※記事内にアフィリエイト広告(Amazonアソシエイト含む)を掲載しています

「圏外」が死語になる日。ドコモ・au・ソフトバンクが挑む「スマホ×スターリンク」の衝撃

スターリンク
Image by Gemini

ついに、スマホが宇宙と直接つながる時代がやってきました。

2026年4月、NTTドコモが「docomo Starlink Direct」の開始を発表し、国内3大キャリアすべてがスターリンクとの提携による衛星直接通信サービスに出揃いました。登山中に電波がなくて困った経験がある人も、災害時の連絡手段が不安だという人も、この話は他人事ではありません。

3大キャリア、ついに出揃う

先陣を切ったのはKDDI(au)です。2025年に他社に先駆けてサービスを開始し、他社ユーザー向けの専用プランまで用意するなど、早い段階からスターリンク連携に積極的でした。

続いてソフトバンクが2026年4月10日にサービスを開始。PayPayやLINEといった日常使いのアプリへの対応に強みを持ちます。そして今月、NTTドコモが4月27日の開始を発表し、3大キャリアが横一線に並びました。

ドコモの特徴として際立つのは、ahamoを含む全ユーザーが申込不要・月額無料(当面の間)で利用できるという手軽さです。
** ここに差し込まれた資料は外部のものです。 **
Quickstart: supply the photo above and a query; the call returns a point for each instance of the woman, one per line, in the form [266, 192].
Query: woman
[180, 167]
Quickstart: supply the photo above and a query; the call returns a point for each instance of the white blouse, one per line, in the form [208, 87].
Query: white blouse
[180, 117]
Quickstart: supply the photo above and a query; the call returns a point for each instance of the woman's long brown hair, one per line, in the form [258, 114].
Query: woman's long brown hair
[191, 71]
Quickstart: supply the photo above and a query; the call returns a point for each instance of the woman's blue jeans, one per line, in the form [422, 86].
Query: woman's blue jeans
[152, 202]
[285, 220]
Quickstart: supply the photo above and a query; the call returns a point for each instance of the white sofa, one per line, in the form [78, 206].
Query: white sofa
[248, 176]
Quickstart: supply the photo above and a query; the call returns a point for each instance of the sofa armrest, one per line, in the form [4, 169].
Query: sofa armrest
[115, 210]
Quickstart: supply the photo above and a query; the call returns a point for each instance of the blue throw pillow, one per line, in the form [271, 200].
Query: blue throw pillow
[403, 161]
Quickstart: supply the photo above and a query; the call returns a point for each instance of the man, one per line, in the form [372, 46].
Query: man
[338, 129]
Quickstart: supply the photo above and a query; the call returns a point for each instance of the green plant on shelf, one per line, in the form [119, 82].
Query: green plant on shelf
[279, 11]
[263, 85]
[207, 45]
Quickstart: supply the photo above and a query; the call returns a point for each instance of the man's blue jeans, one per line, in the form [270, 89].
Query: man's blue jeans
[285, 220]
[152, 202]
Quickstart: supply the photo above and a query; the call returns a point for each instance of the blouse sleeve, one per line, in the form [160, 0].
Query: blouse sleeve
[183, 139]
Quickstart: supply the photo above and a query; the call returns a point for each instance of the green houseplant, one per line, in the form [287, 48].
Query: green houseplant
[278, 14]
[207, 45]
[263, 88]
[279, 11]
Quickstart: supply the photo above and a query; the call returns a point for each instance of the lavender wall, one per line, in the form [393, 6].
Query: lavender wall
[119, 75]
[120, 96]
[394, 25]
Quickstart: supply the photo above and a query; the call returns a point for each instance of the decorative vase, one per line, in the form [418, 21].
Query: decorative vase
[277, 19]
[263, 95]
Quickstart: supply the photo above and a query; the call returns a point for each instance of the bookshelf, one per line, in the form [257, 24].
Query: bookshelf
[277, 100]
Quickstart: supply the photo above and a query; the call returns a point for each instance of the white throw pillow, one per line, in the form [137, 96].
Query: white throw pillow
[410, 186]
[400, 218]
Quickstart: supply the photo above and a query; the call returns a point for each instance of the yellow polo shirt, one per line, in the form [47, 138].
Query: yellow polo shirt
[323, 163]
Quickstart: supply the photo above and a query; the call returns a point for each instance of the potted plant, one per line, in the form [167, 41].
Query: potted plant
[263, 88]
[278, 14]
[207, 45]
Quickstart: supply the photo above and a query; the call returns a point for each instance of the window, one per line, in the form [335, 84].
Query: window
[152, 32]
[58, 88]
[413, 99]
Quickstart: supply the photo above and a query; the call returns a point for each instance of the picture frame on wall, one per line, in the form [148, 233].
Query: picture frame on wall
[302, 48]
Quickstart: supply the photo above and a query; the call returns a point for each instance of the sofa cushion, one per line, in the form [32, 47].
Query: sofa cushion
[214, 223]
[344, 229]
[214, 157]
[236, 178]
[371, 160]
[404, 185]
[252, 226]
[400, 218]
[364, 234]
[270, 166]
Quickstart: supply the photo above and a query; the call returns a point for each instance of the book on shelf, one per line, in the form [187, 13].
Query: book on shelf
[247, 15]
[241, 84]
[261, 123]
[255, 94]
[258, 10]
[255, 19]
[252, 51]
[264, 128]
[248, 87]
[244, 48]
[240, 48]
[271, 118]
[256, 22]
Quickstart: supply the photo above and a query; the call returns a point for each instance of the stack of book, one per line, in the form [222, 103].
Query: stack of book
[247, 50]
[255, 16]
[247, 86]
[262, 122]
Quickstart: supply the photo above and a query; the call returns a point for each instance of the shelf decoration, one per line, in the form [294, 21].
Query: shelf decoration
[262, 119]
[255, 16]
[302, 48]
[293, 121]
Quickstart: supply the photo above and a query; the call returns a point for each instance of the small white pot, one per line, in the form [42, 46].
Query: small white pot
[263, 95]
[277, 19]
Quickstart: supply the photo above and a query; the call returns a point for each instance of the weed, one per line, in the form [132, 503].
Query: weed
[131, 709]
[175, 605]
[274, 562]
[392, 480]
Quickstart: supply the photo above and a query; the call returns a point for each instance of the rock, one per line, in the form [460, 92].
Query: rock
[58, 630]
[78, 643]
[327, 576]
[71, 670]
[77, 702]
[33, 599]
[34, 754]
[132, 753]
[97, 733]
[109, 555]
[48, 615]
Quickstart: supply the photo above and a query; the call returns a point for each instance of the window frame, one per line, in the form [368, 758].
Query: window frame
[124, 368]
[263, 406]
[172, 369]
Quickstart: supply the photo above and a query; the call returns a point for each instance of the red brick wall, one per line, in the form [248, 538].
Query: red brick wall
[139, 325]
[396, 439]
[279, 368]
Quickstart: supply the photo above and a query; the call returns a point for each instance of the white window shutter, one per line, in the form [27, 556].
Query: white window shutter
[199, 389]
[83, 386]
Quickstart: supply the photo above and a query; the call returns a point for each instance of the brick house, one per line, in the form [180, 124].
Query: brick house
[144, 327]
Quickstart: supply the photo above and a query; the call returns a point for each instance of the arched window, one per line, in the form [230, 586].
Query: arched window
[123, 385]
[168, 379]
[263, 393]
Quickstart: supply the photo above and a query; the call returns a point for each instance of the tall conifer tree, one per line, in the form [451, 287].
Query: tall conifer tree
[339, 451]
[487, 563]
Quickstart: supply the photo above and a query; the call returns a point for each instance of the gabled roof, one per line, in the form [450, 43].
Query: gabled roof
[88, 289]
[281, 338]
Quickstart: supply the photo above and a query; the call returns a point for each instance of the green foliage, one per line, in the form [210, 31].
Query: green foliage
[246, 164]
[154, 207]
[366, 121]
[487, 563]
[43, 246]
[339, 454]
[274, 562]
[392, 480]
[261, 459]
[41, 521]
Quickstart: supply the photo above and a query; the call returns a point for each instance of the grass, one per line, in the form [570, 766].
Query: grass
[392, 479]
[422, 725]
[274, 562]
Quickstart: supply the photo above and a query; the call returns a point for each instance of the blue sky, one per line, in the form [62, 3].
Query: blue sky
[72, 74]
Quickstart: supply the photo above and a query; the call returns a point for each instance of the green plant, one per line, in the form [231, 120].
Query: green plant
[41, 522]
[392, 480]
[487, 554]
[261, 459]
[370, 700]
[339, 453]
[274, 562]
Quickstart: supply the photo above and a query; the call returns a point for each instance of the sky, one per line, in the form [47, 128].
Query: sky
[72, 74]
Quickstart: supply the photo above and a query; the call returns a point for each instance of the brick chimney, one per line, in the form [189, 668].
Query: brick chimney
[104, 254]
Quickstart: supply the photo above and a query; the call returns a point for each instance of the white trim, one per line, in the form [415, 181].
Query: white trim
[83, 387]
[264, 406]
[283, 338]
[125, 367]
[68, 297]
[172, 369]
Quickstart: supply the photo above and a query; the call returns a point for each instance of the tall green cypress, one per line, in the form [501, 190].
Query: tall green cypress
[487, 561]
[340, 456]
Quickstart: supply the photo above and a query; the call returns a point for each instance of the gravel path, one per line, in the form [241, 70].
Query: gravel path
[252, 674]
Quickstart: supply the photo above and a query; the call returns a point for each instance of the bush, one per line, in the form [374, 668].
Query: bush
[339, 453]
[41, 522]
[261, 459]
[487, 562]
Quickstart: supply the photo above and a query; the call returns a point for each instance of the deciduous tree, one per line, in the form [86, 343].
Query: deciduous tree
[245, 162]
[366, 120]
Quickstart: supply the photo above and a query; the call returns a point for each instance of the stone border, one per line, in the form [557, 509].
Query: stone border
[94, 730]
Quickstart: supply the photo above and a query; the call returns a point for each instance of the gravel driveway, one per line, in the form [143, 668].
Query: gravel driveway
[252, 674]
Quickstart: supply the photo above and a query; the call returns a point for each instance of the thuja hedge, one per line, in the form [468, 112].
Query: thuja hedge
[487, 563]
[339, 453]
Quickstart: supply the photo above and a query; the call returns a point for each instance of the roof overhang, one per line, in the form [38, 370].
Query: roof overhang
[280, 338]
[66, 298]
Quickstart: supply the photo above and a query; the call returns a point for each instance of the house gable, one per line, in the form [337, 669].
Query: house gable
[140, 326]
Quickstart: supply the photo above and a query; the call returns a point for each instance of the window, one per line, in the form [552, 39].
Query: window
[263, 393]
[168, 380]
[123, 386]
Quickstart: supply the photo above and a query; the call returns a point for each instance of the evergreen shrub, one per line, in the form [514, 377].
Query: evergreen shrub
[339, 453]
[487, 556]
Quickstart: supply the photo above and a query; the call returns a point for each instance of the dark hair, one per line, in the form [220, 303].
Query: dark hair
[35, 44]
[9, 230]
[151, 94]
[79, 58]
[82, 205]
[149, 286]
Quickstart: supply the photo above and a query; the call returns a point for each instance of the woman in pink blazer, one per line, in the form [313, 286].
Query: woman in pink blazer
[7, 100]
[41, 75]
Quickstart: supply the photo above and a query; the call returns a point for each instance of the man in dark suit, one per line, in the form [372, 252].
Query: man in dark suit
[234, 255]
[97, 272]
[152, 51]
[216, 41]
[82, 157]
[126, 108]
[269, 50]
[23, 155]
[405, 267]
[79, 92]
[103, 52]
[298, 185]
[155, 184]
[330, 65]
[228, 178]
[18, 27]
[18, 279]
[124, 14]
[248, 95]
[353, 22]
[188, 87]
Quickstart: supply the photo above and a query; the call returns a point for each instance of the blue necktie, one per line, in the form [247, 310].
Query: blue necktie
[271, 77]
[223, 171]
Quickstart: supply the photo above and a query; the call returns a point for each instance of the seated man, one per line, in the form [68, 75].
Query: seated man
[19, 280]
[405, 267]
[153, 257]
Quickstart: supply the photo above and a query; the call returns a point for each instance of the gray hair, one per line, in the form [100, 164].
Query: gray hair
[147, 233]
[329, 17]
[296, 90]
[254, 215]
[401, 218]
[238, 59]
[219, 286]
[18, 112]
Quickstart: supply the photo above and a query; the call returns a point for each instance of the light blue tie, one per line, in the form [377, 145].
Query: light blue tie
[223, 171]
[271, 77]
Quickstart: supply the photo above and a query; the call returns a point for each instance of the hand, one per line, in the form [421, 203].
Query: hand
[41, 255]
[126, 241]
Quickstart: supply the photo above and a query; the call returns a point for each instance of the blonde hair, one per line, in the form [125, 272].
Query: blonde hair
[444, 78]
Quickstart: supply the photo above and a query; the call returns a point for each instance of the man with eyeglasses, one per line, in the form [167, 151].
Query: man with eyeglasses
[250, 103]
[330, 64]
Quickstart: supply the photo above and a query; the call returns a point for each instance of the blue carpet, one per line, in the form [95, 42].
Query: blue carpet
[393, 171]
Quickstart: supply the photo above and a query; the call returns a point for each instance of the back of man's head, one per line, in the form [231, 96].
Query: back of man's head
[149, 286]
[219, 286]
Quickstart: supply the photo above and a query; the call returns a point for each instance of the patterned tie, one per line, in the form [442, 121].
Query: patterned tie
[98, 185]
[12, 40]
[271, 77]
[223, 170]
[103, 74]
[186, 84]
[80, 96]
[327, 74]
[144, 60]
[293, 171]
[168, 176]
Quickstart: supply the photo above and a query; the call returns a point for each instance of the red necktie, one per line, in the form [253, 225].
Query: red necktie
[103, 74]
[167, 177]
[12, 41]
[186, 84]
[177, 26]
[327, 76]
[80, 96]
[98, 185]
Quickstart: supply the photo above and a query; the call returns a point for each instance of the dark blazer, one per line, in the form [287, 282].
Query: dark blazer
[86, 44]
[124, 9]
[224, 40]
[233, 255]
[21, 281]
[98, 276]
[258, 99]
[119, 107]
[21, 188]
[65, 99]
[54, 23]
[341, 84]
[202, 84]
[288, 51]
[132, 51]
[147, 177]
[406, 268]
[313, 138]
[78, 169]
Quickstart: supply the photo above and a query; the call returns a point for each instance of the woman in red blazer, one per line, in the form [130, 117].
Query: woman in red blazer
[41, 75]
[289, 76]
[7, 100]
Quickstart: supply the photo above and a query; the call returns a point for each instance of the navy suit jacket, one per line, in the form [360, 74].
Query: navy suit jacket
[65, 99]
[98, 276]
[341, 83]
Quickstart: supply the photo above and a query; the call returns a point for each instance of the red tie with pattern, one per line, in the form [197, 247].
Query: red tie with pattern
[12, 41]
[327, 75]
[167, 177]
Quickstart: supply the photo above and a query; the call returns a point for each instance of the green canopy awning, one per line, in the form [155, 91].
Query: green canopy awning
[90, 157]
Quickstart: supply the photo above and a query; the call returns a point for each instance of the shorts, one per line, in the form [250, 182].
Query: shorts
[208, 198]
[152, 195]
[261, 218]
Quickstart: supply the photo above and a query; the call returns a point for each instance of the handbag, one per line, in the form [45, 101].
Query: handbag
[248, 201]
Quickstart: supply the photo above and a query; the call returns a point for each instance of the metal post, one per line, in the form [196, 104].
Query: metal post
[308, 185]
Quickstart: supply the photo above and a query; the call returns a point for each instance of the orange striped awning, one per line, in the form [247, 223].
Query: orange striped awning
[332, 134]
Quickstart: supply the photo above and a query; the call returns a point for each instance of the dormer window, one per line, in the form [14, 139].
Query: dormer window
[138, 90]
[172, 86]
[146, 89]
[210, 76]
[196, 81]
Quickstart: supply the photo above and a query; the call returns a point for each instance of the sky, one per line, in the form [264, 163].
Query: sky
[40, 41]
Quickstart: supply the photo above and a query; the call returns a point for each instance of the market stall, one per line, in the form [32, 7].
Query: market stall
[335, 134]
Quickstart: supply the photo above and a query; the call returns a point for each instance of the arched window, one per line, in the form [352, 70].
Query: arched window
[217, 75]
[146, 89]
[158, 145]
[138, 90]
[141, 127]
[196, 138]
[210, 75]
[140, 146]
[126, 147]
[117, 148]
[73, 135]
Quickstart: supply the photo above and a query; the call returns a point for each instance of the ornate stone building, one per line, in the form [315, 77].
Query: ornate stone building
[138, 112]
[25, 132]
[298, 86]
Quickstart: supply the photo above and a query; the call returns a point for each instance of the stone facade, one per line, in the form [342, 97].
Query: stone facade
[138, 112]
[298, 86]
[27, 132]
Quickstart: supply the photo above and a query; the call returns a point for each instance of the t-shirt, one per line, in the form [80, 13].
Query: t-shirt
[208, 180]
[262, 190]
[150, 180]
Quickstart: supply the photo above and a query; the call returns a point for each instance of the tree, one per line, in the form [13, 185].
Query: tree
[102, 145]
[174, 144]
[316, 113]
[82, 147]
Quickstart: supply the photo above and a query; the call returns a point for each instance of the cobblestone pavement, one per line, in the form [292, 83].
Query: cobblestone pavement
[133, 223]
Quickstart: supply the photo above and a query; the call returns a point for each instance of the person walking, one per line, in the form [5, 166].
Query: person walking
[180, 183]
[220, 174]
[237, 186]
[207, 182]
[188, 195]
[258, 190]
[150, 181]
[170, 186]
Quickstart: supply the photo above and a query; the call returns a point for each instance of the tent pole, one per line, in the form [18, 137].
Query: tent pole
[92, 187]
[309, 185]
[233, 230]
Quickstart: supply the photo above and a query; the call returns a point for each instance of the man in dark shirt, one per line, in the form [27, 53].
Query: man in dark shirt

「とりあえずもしものときのために」という使い方を想定しているなら、ドコモユーザーはほぼ何もしなくていい、というのは大きな安心感があります。

3社に共通しているのは、特別なアンテナや機器が一切不要という点です。今手元にあるスマホが、そのまま宇宙の衛星とつながります。


日常のどこが変わるのか

エリアが広がるというだけではなく、この技術が具体的にどんな場面で役立つのかを考えてみましょう。

もっとも実感しやすいのが、登山時の安全性の向上です。これまでは登山届を出していても、圏外での遭難は連絡手段がなく、救助を待つ以外に選択肢がありませんでした。空さえ開けていれば位置情報付きのメッセージを送れるようになるというのは、命に直結する変化です。

次に災害時の通信インフラとしての可能性があります。地震で地上の基地局が倒壊したり、光ファイバーが断線したりしても、上空を飛ぶ衛星は影響を受けません。

避難所からの安否確認や緊急地震速報の受信が、より確実になります。地上のネットワークが壊滅的なダメージを受けた状況でも動き続けるバックアップ、という意味合いが強い技術です。

少し軽い話をすると、「電波が入らないから仕事の連絡が来ない」という山奥でのキャンプの言い訳が、今後は通用しなくなるかもしれません。山中のキャンプ場でもメッセージのやり取りができるようになるわけですから。


過信は禁物、現時点での限界

夢のある話が続きましたが、現時点での制約も正直に書いておきます。

まず、使える場所は「空が開けた屋外」に限られます。屋内やトンネル、木が密集した森の中では電波は届きません。次に、通信速度はまだゆっくりです。

当面はテキストメッセージのやり取りが中心で、動画をストリーミングするような用途にはまだ向いていません。そして対応機種にも制限があり、iPhone 15以降や最新世代のAndroid端末など、比較的新しい機種が必要になります。


通信は「点」から「面」へ

これまでのモバイル通信は、基地局がある場所を「点」としてつなぐ仕組みでした。これからはスターリンクが日本列島という「面」を宇宙から覆う時代になります。

ドコモのサービス開始を機に、山でも、離島でも、被災地でも「誰かとつながっている」という安心感が当たり前になっていく。大げさに聞こえるかもしれませんが、通信インフラの歴史から見れば、確かに転換点と呼べる出来事が今、静かに始まっています。

まずは自分のスマホが対応機種かどうか、一度確認してみるところから始めてみてはいかがでしょうか。